High Fidelity Dna Replication In Mycobacterium Tuberculosis Relies On A

By themelower On Apr 9, 2026

High Fidelity Dna Replication In Mycobacterium Tuberculosis Relies On A The polymerase and histidinol phosphatase (php) domain in the dna polymerase dnae1 is essential for mycobacterial high fidelity dna replication. Our work provides crucial insights into high fidelity dna replication in m. tuberculosis and reveals unique features of the php active site that can be exploited for development of new antibiotics to treat this major threat to global health.

High Fidelity Dna Replication In Mycobacterium Tuberculosis Relies On A High fidelity dna replication depends on a proofreading 3′–5′ exonuclease that is associated with the replicative dna polymerase. The replicative dna polymerase dnae1 from the major pathogen mycobacterium tuberculosis (mtb) uses its intrinsic php exonuclease that is distinct from the canonical dedd exonucleases found in the escherichia coli and eukaryotic replisomes. The replicative dna polymerase dnae1 from the major pathogen mycobacterium tuberculosis (mtb) uses its intrinsic php exonuclease that is distinct from the canonical dedd exonucleases found in the escherichia coli and eukaryotic replisomes. The polymerase and histidinol phosphatase (php) domain in the dna polymerase dnae1 is essential for mycobacterial high fidelity dna replication. here, the authors determine the dnae1 crystal structure, which reveals the php exonuclease mechanism that can be exploited for antibiotic development.

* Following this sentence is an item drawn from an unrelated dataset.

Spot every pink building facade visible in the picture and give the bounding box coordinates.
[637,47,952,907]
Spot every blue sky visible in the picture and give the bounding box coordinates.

High Fidelity Dna Replication In Mycobacterium Tuberculosis Relies On A The replicative dna polymerase dnae1 from the major pathogen mycobacterium tuberculosis (mtb) uses its intrinsic php exonuclease that is distinct from the canonical dedd exonucleases found in the escherichia coli and eukaryotic replisomes. The polymerase and histidinol phosphatase (php) domain in the dna polymerase dnae1 is essential for mycobacterial high fidelity dna replication. here, the authors determine the dnae1 crystal structure, which reveals the php exonuclease mechanism that can be exploited for antibiotic development. Replication fidelity in mtb has been attributed mainly to the presence of the 3′–5′ exonuclease activity of dna polymerase dnae1 [2]. By analyzing the sequence polymorphism of dnaq in clinical isolates of mycobacterium tuberculosis (mtb), we demonstrated that a naturally evolved dnaq variant prevalent in mtb lineage 4.3 may enable hypermutability and is associated with drug resistance. The replicative dna polymerase dnae1 from the major pathogen mycobacterium tuberculosis (mtb) uses its intrinsic php exonuclease that is distinct from the canonical dedd exonucleases found in the escherichia coli and eukaryotic replisomes. The replicative dna polymerase dnae1 from the major pathogen mycobacterium tuberculosis (mtb) uses its intrinsic php exonuclease that is distinct from the canonical dedd exonucleases found in the escherichia coli and eukaryotic.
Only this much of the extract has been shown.